But to think that you saw them back in the day. Lucky gal.
After reading and re-visiting, I keep thinking of two particular songs with very different outlooks on change. The first, the powerful anthem warning people to get ready because,"The Times They Are A-Changing".
The second, containing the unapologetically cynical declaration that "I used to care but, Things Have Changed".
So two songs,differing in mood and message, yet each conceived by the same Bob Dylan. One possible reason for the contrast in perspectives: the songs were from different albums, with almost forty years of life experience in between them.
Hang on to that poster!
Yesterday I was listening to a new Dylan, "Love Sick," in the car on the radio. Then went home to play a collection of Frank Sinatra that had been given to me. It suddenly occurred that Dylan (at least in that song) was the anti-Sinatra. But put together, in a very strange way, they are also the same.
Not exactly what you were getting at, Kevin. But also, maybe . . . yes.
Hi Melissa,
I don't think many of us would like going back to the Tower Records model of the music industry. Driving to a store to hopefully find a CD for $16. A CD that cost 25 cents to produce and lasts 2 months before it has to be replaced. Just saying.

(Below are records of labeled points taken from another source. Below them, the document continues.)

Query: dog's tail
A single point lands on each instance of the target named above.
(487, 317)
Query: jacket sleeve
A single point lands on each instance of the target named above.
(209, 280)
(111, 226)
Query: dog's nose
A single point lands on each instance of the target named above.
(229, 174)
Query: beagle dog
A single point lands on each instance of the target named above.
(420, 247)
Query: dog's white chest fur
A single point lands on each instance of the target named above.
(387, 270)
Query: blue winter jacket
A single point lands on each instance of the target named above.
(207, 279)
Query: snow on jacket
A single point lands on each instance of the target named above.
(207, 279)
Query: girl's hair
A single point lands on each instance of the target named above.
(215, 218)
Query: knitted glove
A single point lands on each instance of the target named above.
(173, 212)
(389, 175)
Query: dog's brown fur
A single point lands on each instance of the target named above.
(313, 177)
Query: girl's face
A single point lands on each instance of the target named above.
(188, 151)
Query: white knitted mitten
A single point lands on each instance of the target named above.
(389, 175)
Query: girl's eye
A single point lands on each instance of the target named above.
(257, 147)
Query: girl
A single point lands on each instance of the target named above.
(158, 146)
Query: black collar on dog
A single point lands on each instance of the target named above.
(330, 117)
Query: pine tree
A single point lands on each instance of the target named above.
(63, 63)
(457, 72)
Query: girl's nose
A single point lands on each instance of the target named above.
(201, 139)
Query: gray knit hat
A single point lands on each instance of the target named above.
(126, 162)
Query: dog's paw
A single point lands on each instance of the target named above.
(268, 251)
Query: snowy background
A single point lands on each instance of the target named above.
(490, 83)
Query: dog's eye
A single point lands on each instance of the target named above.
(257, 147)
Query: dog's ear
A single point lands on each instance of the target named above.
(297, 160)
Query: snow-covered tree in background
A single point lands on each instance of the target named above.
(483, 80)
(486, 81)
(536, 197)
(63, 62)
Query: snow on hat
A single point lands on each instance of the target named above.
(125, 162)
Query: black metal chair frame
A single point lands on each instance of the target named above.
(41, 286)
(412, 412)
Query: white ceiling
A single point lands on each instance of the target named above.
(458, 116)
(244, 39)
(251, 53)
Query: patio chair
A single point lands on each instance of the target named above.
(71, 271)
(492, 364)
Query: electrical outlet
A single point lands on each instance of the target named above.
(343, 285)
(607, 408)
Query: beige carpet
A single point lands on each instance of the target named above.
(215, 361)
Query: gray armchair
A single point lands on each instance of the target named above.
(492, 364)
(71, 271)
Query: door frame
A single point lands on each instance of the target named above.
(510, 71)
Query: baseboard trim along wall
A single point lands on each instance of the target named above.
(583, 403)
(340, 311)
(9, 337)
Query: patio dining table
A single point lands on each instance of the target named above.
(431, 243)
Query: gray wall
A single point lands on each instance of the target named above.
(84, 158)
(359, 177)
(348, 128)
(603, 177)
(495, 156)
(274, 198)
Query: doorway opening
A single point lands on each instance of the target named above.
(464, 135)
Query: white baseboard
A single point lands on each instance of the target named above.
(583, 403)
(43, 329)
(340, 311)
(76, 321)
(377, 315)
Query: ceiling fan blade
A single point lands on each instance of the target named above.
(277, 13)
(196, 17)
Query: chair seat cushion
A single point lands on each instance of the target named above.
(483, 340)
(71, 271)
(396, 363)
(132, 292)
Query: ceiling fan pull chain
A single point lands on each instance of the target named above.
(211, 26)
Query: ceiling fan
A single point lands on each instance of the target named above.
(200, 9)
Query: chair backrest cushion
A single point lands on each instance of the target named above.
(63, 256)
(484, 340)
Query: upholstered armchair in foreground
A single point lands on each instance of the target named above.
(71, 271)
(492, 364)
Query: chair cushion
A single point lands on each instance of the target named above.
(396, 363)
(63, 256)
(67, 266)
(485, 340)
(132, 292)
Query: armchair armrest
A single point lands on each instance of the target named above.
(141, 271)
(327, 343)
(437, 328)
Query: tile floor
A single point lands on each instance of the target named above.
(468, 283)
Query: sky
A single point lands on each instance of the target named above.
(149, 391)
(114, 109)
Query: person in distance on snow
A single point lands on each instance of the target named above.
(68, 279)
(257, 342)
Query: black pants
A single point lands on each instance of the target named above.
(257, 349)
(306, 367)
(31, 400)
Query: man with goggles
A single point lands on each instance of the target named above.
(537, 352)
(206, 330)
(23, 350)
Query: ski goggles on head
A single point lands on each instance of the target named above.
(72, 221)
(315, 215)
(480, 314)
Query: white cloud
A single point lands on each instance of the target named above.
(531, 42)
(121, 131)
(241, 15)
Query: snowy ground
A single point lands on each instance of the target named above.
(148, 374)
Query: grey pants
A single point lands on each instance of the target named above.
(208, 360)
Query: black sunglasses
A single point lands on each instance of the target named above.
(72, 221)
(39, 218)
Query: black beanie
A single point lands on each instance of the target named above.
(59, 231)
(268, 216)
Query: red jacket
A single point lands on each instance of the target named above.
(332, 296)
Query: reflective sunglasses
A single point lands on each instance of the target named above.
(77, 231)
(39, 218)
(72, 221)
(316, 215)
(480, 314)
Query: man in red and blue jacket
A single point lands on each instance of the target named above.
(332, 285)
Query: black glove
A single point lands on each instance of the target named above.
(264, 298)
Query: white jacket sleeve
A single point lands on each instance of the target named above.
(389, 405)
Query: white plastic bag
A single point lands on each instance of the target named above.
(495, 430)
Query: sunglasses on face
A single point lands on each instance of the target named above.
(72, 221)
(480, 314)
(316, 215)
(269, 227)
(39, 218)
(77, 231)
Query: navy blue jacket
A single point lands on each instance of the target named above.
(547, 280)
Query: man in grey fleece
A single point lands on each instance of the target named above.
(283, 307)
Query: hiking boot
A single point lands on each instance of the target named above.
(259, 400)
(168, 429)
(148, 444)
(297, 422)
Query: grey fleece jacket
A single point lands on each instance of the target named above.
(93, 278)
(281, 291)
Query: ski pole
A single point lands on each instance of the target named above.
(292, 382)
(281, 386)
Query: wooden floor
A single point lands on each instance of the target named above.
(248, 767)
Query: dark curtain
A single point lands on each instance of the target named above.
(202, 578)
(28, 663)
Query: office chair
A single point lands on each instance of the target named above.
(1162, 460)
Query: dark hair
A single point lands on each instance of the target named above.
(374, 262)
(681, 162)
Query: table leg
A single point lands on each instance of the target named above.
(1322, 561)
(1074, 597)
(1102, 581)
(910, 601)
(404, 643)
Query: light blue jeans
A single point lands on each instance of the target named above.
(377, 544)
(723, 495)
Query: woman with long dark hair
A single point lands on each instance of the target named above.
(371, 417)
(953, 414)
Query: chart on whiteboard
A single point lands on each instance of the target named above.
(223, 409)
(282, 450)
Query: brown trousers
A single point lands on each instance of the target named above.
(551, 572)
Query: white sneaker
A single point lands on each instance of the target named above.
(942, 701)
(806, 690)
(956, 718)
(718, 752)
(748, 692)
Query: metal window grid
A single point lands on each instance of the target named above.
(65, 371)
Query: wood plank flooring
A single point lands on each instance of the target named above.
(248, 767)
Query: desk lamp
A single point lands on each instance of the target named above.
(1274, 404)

It seems now bands rely more on live performances for money which is good. Maybe for some of the same reasons bookstores will survive because people want an experience, like the time you signed my copy of your book at the Motorcycle Show. I hope so.That was cool. I don't want to live in a world without books stores or bands playing locally.
But I think the big days of big record contracts are probably long over. The real scary thing is just how preoccupied everyone seems to be. No one I know seems to have enough time or energy to care about art. And I say that as an architect who knows that even fewer people care about architecture either, except for a very few who hire "starchitects" like Frank Gehry.
Sal Cuciti
Highland New York
Hey, Sal--I care about architecture! Deeply! I've even weighed in on it, to others' quiet despair no doubt, in this forum.
But you are right about the aura of preoccupation right now. The depth of attention required to get lost in appreciation of frivolities like art seems hard to come by in the present moment.
And I suppose you are right about music, too, though I remember with fondness the excitement of release day for a favorite band's album, and the compacted energy when we descended on the store at the same time. I can only hope you are right about the continued existence of books and the stores that sell them; some of the signs are not good. Perhaps they will become rarefied things, made & bought in small batches, like boutique bourbon.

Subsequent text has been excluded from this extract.